С матерью Манефой и с соборными старицами чуть не каждый день по нескольку часов беседовал он от писания или рассказывал про Белую Криницу, куда ездил в лучшую пору ее, при первом митрополите Амвросии. С матерью Аркадией водил длинные разговоры про уставную службу на Рогожском кладбище и рассказывал ей, как справляется чин архиерейского служенья митрополитом. Мать Назарету утешал разговорами о племяннице ее Домнушке и о порядках, какие заведены в Антоновской палате, где она при старухах в читалках живет. С Таифой беседовал о хозяйственных распорядках; оказалось, что Василий Борисыч и по хозяйству был сведущ. Мать казначея наговориться не могла с таким хорошим гостем… А больше всего дружил он с матушкой Виринеей, выучил ее, как свежие кочни капусты сберегать на зиму, как рябину в меду варить, как огурцы солить, чтоб вплоть до весны оставались зелеными. Раз до того заговорился с ней гораздый на все Василий Борисыч, что даже стал поучать матушку-келаря, как ветчину коптить. Мать Виринея плюнула на такие слова, обозвала московского посланника оболтусом и шибко на него прикрикнула: «Вздурился, что ль, батька? Разве в обители жрут скоромятину?» Это не помешало, однако, добрым отношениям Василия Борисыча к добродушной Виринее: возлюбила она его, как сына, не нарадуется, бывало, как завернет он к ней в келарню о разных разностях побеседовать… Про белиц и поминать нечего — души не чаяли они в Василье Борисыче, все до единой от речей и от песен его были без ума, и одна перед другой старались угодить, чем только могли, залетному соловью… Сам Василий Борисыч из девиц больше с певчими водился. Они и в разговорах поумней других были, и собой пригожее, и руки у них были не мозолистые, не закорузлые, как у рабочих белиц, а нежные, пышные, мягкие. Это с первых же дней скитского житья-бытья спознал Василий Борисыч. А пуще всего заглядывался он на смуглую, румяную, чернобровую Устинью Московку. Еще в Москве видал он ее у знакомых, где Устинья два лета жила в канонницах, «негасимую свечу» стояла… Там еще, где-то на Солодовке, с Устиньей он шашни завел, да не успел до конца добиться — дочитала она свечу и уехала в леса за Волгу…
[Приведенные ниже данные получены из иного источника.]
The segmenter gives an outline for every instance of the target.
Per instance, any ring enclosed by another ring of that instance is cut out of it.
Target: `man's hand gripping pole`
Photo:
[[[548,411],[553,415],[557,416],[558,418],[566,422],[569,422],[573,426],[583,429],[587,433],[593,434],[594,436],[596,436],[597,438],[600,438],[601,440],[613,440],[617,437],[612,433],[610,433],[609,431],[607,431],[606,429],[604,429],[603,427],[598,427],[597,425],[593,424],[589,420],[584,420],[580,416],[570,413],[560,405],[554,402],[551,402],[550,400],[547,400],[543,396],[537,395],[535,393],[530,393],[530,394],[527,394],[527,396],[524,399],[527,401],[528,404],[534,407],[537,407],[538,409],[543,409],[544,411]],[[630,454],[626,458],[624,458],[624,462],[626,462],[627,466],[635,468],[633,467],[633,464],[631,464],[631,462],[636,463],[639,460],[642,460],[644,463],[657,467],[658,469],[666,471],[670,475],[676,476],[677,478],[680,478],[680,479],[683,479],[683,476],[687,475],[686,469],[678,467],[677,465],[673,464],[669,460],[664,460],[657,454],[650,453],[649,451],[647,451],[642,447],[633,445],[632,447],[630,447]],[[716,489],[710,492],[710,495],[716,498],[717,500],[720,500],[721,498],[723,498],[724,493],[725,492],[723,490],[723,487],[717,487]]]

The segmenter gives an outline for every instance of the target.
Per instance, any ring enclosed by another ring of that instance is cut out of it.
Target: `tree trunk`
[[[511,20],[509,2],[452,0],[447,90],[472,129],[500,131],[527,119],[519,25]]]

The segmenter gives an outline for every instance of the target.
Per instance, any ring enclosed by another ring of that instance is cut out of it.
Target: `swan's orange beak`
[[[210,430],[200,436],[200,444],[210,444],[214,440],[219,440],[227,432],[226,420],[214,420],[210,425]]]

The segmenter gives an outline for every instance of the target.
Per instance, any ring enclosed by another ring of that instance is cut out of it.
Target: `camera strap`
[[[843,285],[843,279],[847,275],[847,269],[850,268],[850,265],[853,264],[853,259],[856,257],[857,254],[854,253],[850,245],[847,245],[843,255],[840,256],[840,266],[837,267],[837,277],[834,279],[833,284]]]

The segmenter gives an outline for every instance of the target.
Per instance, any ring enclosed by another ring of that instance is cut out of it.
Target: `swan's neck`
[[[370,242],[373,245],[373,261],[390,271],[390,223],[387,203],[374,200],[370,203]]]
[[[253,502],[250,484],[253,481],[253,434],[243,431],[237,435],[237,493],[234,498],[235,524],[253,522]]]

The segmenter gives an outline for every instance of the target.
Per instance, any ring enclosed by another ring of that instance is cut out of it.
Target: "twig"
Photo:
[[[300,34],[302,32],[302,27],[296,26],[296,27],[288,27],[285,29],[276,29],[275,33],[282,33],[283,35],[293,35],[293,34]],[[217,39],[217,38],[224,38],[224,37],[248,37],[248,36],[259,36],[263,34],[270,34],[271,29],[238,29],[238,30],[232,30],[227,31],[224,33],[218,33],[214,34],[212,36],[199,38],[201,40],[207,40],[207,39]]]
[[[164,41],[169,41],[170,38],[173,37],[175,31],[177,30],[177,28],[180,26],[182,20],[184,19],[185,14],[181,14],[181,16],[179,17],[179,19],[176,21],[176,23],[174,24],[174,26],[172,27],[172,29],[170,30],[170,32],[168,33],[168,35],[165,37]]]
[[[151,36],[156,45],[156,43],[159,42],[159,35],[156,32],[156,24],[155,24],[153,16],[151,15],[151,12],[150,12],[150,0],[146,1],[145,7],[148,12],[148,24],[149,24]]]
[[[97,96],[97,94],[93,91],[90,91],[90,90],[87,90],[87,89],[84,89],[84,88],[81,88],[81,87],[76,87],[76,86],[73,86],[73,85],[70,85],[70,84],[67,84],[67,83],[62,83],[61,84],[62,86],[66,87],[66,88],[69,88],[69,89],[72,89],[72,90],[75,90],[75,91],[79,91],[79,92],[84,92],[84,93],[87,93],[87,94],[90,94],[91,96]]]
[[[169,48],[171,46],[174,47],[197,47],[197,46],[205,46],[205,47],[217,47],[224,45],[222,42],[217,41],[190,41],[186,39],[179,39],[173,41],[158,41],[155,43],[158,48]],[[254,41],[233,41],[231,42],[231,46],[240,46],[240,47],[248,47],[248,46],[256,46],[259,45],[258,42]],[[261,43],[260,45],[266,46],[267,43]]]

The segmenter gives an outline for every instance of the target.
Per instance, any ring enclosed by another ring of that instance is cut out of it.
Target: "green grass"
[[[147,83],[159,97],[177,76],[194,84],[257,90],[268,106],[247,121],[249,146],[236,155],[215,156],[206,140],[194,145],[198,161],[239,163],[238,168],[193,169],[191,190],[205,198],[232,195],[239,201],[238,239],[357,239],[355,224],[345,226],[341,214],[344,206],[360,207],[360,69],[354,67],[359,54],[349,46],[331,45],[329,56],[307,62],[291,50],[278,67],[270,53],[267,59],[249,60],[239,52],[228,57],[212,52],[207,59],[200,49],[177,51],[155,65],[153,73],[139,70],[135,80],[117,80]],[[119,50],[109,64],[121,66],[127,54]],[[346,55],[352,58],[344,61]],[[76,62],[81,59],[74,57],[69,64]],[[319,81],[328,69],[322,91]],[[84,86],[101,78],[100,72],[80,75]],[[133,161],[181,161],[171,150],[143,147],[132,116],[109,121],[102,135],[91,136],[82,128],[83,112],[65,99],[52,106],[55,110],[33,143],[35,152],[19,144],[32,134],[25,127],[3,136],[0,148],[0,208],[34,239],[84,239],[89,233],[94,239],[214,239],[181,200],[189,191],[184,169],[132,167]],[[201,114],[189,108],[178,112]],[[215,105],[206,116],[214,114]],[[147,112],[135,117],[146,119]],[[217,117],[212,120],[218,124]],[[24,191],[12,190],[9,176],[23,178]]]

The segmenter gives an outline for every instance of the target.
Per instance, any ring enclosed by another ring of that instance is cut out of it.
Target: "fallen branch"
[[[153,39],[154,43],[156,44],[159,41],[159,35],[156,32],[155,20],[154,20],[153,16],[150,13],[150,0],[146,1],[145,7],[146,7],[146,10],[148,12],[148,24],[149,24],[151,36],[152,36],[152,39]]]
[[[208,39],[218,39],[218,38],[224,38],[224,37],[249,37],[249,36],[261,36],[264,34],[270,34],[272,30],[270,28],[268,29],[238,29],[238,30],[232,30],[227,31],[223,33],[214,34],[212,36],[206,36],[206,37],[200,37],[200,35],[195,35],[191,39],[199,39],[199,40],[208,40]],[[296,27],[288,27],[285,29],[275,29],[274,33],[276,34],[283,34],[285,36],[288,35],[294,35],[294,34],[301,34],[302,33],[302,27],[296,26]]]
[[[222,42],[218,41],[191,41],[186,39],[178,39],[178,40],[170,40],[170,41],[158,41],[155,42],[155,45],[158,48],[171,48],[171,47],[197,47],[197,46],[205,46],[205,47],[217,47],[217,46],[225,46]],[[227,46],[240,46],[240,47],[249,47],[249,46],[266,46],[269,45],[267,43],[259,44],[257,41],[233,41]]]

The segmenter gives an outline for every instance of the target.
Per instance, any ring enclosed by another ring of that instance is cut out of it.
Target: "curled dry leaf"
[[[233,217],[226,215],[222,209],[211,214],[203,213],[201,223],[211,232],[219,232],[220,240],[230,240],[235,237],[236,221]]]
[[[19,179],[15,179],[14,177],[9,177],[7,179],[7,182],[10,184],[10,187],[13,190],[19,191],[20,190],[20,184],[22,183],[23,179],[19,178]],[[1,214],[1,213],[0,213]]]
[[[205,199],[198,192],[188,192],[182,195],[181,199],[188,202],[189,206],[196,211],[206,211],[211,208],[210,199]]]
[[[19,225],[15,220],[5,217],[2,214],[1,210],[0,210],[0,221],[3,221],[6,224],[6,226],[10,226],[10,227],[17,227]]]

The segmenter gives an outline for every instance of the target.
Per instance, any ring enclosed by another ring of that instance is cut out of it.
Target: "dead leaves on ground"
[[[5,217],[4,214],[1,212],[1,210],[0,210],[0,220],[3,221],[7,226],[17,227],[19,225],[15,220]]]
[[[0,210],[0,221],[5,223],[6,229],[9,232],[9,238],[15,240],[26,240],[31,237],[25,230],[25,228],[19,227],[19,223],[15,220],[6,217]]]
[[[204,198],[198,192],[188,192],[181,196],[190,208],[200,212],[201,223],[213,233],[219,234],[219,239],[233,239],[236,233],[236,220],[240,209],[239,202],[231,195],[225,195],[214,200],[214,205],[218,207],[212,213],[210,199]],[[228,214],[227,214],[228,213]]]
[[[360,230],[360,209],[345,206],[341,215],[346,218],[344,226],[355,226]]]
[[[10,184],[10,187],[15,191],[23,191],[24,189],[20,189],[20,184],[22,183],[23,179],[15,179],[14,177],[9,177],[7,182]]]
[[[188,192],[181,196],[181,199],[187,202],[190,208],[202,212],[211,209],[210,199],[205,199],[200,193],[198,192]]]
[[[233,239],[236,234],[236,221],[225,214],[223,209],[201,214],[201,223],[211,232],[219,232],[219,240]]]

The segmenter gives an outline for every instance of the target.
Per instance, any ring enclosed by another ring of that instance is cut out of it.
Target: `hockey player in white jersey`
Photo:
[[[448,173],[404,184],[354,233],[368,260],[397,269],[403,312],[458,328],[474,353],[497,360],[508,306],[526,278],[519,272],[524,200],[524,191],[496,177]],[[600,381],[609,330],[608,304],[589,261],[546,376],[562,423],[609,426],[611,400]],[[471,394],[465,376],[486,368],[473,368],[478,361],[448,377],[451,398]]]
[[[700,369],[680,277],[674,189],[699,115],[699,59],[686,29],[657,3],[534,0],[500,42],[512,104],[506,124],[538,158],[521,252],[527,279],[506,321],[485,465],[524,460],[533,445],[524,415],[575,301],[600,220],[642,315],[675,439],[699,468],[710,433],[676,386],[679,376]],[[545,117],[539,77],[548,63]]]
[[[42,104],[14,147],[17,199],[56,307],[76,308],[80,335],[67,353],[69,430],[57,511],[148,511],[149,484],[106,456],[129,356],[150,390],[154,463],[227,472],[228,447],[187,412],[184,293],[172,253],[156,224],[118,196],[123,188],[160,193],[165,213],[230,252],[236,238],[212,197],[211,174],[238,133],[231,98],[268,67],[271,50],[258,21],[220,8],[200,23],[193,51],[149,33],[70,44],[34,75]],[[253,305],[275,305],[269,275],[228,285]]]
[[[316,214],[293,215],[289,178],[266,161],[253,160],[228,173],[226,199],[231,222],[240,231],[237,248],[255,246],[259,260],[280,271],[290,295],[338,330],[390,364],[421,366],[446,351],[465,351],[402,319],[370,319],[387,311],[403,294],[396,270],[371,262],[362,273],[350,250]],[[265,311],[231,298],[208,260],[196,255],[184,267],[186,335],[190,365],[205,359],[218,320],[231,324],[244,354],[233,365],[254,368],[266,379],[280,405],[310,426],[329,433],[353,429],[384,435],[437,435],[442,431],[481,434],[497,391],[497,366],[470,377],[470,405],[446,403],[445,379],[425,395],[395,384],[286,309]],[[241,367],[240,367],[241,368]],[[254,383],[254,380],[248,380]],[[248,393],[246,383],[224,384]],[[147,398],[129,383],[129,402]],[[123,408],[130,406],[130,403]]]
По просьбе матушки Манефы начал Василий Борисыч оба клироса «демественному» пению обучать. Пропел с ними стихеры и воззвахи на все господские праздники, принялся за догматики; вдруг занятия его с девицами порасстроились, в Осиповку на похороны надо было им ехать. Покаместь они были там, Василий Борисыч успел побывать в Улангере и уговорить некоторых из тамошних стариц на прием владимирского архиепископа… Успел Василий Борисыч и попеть с улангерскими певицами, облюбовал и там одну девицу в Юдифиной обители — нежную, беленькую, маленькую ростом Домнушку, но и с ней, как с Устиньей в Москве, дела не успел до конца довести. Гостеприимная Манефина обитель больше всех полюбилась московскому посланнику. Думал недельку пожить в ней, да, заглядевшись на Устинью, решился оставаться, пока из обители вон его не вытурят.
В тот самый вечер, как мать Манефа сидела у Марьи Гавриловны и вела грустные речи о падении, грозящем скитам Керженским, Чернораменским, Василий Борисыч, помазав власы своя елеем, то есть, попросту говоря, деревянным маслом, надев легонький демикотоновый кафтанчик и расчесав реденькую бородку, петушком прилетел в келарню добродушной Виринеи. Завязался у них поучительный разговор о черепокожных, про которых во всех уставах поминается, что не токмо мирским, но и старцам со старицами разрешено их ядение по субботам и неделям святой великой четыредесятницы. Мать Виринея утверждала, что это об орехах говорится, а Василий Борисыч того мнения держался, что черепокожные — морские плоды, и сослался на одну древлеписьменную книгу, где в самом деле такое объяснение нашлось.